KR3.3. Establish national capacity in using as well as updating, extending and sustaining the toolkit across the ERA.
RDMkit was established (D3.1) and disseminated through hackathons (M3.2 M3.2.1 and M3.2.2) webinars and presentations at national and international meetings, including invited presentations by the NIH Office of Data Strategy and the EC Open Science Unit . Methodologies to extend the toolkit have been established (D3.2). Outreach materials are available online. Tool assemblies are available for Norway, Finland and France, details on national resources are under construction.

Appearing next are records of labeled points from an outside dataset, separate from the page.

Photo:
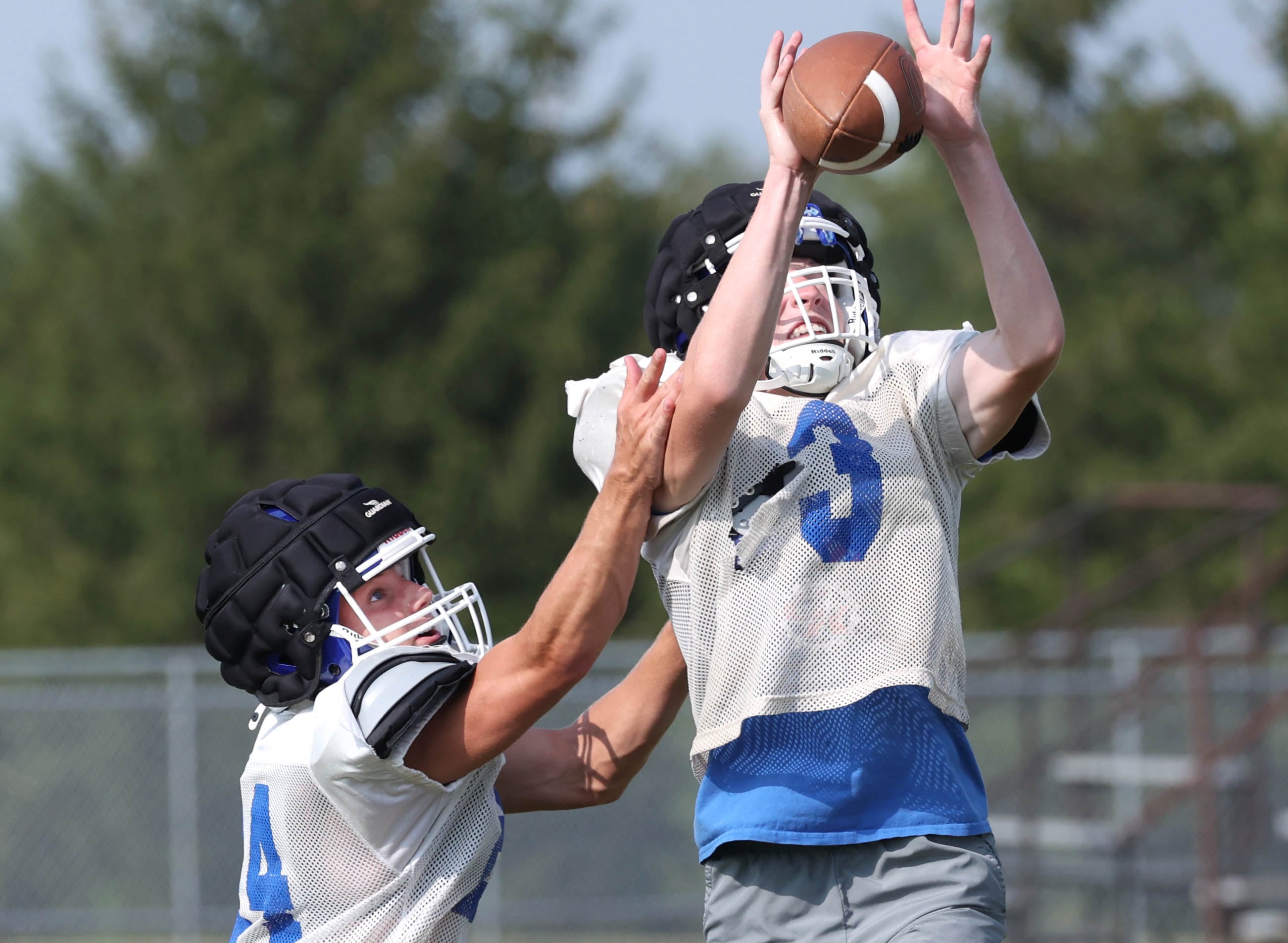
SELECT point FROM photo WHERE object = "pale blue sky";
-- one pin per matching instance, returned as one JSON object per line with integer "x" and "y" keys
{"x": 698, "y": 58}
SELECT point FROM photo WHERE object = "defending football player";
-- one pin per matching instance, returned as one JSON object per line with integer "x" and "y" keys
{"x": 373, "y": 799}
{"x": 805, "y": 533}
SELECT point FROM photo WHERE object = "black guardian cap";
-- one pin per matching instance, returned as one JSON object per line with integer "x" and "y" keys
{"x": 271, "y": 566}
{"x": 694, "y": 255}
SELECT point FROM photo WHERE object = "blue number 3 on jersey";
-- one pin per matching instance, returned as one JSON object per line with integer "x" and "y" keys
{"x": 268, "y": 892}
{"x": 840, "y": 539}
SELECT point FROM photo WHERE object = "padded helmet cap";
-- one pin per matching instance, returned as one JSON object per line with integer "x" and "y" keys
{"x": 263, "y": 593}
{"x": 682, "y": 284}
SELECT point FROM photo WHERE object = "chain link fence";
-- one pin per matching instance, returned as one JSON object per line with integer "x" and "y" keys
{"x": 119, "y": 800}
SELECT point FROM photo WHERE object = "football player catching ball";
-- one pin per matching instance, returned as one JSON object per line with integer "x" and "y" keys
{"x": 804, "y": 536}
{"x": 396, "y": 737}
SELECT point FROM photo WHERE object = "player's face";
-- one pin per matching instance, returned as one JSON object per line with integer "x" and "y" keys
{"x": 387, "y": 599}
{"x": 818, "y": 308}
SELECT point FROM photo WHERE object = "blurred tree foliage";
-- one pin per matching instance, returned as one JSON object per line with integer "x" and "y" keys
{"x": 325, "y": 236}
{"x": 337, "y": 248}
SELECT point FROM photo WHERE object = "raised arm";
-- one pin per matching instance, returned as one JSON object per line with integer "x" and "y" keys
{"x": 992, "y": 378}
{"x": 593, "y": 760}
{"x": 526, "y": 675}
{"x": 730, "y": 349}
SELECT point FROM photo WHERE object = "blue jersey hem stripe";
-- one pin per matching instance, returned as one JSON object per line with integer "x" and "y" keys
{"x": 856, "y": 838}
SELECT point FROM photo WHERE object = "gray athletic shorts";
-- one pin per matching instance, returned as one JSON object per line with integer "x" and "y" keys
{"x": 923, "y": 888}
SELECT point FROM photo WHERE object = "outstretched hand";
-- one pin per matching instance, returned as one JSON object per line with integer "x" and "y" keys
{"x": 644, "y": 423}
{"x": 952, "y": 76}
{"x": 780, "y": 60}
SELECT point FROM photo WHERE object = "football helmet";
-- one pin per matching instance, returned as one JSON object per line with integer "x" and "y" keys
{"x": 696, "y": 250}
{"x": 279, "y": 567}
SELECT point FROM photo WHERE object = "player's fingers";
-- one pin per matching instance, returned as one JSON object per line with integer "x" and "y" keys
{"x": 981, "y": 62}
{"x": 785, "y": 66}
{"x": 661, "y": 424}
{"x": 917, "y": 37}
{"x": 772, "y": 56}
{"x": 952, "y": 17}
{"x": 965, "y": 40}
{"x": 633, "y": 378}
{"x": 652, "y": 374}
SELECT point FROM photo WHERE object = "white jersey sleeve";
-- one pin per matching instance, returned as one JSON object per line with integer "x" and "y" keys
{"x": 923, "y": 358}
{"x": 594, "y": 405}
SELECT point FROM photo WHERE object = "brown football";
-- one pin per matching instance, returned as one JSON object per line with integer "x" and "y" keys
{"x": 854, "y": 102}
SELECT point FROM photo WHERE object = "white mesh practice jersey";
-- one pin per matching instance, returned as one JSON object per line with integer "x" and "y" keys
{"x": 345, "y": 845}
{"x": 821, "y": 562}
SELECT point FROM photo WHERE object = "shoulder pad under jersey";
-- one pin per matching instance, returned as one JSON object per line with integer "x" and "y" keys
{"x": 390, "y": 692}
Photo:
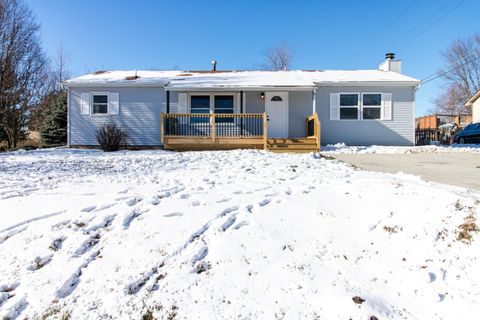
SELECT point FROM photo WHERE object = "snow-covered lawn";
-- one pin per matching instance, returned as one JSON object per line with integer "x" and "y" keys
{"x": 230, "y": 235}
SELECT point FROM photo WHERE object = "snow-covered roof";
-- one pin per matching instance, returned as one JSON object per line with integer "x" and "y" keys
{"x": 178, "y": 80}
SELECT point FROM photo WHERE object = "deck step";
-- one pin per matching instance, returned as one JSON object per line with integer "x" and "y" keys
{"x": 292, "y": 150}
{"x": 300, "y": 145}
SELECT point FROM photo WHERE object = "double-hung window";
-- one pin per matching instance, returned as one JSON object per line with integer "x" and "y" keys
{"x": 349, "y": 105}
{"x": 224, "y": 104}
{"x": 371, "y": 106}
{"x": 99, "y": 103}
{"x": 200, "y": 104}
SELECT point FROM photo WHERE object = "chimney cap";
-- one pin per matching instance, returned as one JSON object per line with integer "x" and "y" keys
{"x": 390, "y": 55}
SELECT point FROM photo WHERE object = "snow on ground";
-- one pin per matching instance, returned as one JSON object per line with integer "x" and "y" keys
{"x": 341, "y": 148}
{"x": 229, "y": 235}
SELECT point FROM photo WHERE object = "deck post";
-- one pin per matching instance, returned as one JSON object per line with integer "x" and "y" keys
{"x": 265, "y": 131}
{"x": 162, "y": 129}
{"x": 212, "y": 123}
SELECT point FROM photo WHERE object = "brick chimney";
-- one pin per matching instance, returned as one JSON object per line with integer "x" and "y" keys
{"x": 390, "y": 64}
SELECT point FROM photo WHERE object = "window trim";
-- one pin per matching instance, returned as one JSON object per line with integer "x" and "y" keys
{"x": 380, "y": 106}
{"x": 360, "y": 106}
{"x": 348, "y": 107}
{"x": 212, "y": 99}
{"x": 96, "y": 114}
{"x": 199, "y": 94}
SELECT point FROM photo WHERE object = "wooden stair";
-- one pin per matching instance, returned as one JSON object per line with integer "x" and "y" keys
{"x": 300, "y": 145}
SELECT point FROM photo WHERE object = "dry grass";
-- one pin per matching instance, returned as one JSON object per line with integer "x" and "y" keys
{"x": 132, "y": 77}
{"x": 466, "y": 229}
{"x": 99, "y": 72}
{"x": 393, "y": 229}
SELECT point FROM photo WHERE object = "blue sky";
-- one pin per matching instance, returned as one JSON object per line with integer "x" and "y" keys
{"x": 322, "y": 35}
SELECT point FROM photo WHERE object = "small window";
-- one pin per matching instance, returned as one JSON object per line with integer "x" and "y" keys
{"x": 348, "y": 106}
{"x": 200, "y": 105}
{"x": 372, "y": 106}
{"x": 100, "y": 104}
{"x": 224, "y": 105}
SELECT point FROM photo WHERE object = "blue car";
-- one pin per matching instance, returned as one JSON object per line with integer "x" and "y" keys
{"x": 469, "y": 134}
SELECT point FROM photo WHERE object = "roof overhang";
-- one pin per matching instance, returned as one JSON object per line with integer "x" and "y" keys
{"x": 239, "y": 88}
{"x": 112, "y": 84}
{"x": 368, "y": 83}
{"x": 473, "y": 99}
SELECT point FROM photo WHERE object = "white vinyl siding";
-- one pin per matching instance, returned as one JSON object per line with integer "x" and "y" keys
{"x": 139, "y": 114}
{"x": 398, "y": 129}
{"x": 361, "y": 106}
{"x": 114, "y": 104}
{"x": 334, "y": 106}
{"x": 85, "y": 104}
{"x": 387, "y": 106}
{"x": 182, "y": 103}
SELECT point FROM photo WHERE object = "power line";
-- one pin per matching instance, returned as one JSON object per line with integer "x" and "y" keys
{"x": 434, "y": 23}
{"x": 381, "y": 32}
{"x": 425, "y": 21}
{"x": 438, "y": 75}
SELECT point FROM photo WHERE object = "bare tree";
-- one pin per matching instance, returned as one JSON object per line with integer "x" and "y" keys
{"x": 22, "y": 69}
{"x": 58, "y": 71}
{"x": 461, "y": 75}
{"x": 278, "y": 58}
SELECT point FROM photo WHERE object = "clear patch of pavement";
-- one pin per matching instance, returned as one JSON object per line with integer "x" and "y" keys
{"x": 458, "y": 169}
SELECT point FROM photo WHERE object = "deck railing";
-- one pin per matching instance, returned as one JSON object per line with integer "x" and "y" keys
{"x": 244, "y": 125}
{"x": 313, "y": 128}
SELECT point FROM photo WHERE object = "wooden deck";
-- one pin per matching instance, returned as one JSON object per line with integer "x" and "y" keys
{"x": 184, "y": 132}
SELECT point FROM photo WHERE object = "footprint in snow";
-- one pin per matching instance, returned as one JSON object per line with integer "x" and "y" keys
{"x": 88, "y": 209}
{"x": 134, "y": 201}
{"x": 201, "y": 254}
{"x": 264, "y": 202}
{"x": 57, "y": 244}
{"x": 40, "y": 262}
{"x": 229, "y": 210}
{"x": 173, "y": 214}
{"x": 132, "y": 215}
{"x": 228, "y": 223}
{"x": 240, "y": 224}
{"x": 88, "y": 244}
{"x": 7, "y": 291}
{"x": 195, "y": 203}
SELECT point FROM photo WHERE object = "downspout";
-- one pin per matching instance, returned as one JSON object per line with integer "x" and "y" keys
{"x": 68, "y": 115}
{"x": 166, "y": 124}
{"x": 168, "y": 101}
{"x": 241, "y": 111}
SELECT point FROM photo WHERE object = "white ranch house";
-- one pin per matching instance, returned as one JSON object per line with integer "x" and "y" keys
{"x": 259, "y": 109}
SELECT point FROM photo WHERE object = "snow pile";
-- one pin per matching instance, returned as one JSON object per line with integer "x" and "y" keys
{"x": 342, "y": 148}
{"x": 230, "y": 235}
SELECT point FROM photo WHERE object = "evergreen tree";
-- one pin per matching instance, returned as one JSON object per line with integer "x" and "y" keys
{"x": 53, "y": 130}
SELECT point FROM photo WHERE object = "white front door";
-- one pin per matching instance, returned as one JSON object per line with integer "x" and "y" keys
{"x": 276, "y": 107}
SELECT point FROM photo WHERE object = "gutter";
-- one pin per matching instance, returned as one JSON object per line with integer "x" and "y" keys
{"x": 368, "y": 83}
{"x": 113, "y": 85}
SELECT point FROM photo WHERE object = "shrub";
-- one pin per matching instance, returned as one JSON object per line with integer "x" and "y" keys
{"x": 53, "y": 129}
{"x": 111, "y": 137}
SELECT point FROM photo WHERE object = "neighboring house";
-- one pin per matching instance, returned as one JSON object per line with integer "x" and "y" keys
{"x": 231, "y": 109}
{"x": 436, "y": 120}
{"x": 474, "y": 103}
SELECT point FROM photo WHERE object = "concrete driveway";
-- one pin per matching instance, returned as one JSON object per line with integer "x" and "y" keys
{"x": 458, "y": 169}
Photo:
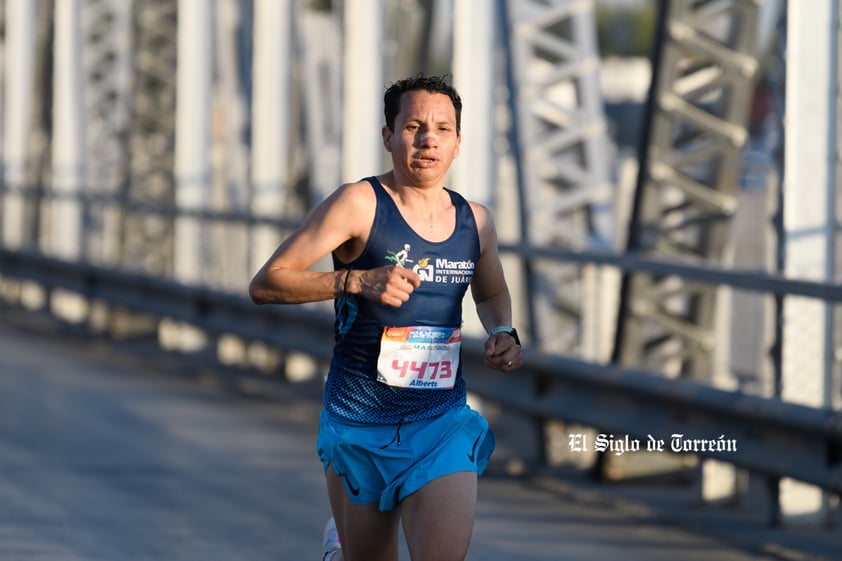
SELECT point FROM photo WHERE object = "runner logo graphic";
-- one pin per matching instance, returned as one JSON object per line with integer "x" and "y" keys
{"x": 401, "y": 257}
{"x": 424, "y": 270}
{"x": 443, "y": 271}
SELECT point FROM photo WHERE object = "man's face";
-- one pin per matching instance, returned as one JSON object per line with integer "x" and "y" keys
{"x": 424, "y": 141}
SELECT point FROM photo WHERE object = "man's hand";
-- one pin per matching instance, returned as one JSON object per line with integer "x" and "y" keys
{"x": 390, "y": 285}
{"x": 502, "y": 352}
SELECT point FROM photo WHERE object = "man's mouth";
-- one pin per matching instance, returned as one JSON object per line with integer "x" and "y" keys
{"x": 425, "y": 160}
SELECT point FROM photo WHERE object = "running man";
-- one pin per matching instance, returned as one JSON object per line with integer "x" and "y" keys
{"x": 398, "y": 442}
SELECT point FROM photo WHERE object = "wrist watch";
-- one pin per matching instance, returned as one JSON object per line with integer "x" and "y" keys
{"x": 506, "y": 329}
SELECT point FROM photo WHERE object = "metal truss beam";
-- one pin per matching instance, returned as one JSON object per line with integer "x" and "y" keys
{"x": 560, "y": 142}
{"x": 704, "y": 76}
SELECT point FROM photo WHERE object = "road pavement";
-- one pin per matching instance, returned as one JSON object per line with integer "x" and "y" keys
{"x": 107, "y": 455}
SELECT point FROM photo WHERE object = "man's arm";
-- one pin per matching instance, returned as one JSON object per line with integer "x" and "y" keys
{"x": 491, "y": 296}
{"x": 286, "y": 279}
{"x": 340, "y": 223}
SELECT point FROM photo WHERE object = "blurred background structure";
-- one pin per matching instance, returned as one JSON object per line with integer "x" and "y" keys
{"x": 665, "y": 177}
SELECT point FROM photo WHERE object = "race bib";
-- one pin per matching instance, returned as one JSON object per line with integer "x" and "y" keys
{"x": 419, "y": 357}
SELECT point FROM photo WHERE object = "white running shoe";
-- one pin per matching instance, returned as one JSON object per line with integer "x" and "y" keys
{"x": 330, "y": 539}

The RDMkit is recommended as a resource by the ERC.

KR4.1. Development of a Node Impact Assessment Toolkit based on RI-PATHS methodology
- The main components of the toolkit are being developed and/or maintained, and are aligned with the RI-PATHS methodology.
KR4.2. Adoption of Impact assessment in ELIXIR Nodes, supported by Node coordinators network and feedback on applicability from dialogues with national funders
- Work is ongoing to develop Node capacity in impact evaluation through targeted actions (e.g. workshops, bi-monthly “show and tell”), notably through a set of impact challenges led by, and relevant to, Nodes.
KR4.3. Creation of national public-private partnerships and industry outreach where open life-science data and services stimulate local bioeconomy
- ELIXIR Nodes are building their capacities in areas such as mapping of the local ecosystem and effective communication, thereby becoming better equipped to efficiently engage with the private sector at the local and national levels.
The ELIXIR Research Data Management Kit (RDMkit) is an online guide containing good data management practices applicable to research projects from the beginning to the end. Developed and managed by people who work every day with life science data, the RDMkit has guidelines, information, and pointers to help you with problems throughout the data’s life cycle.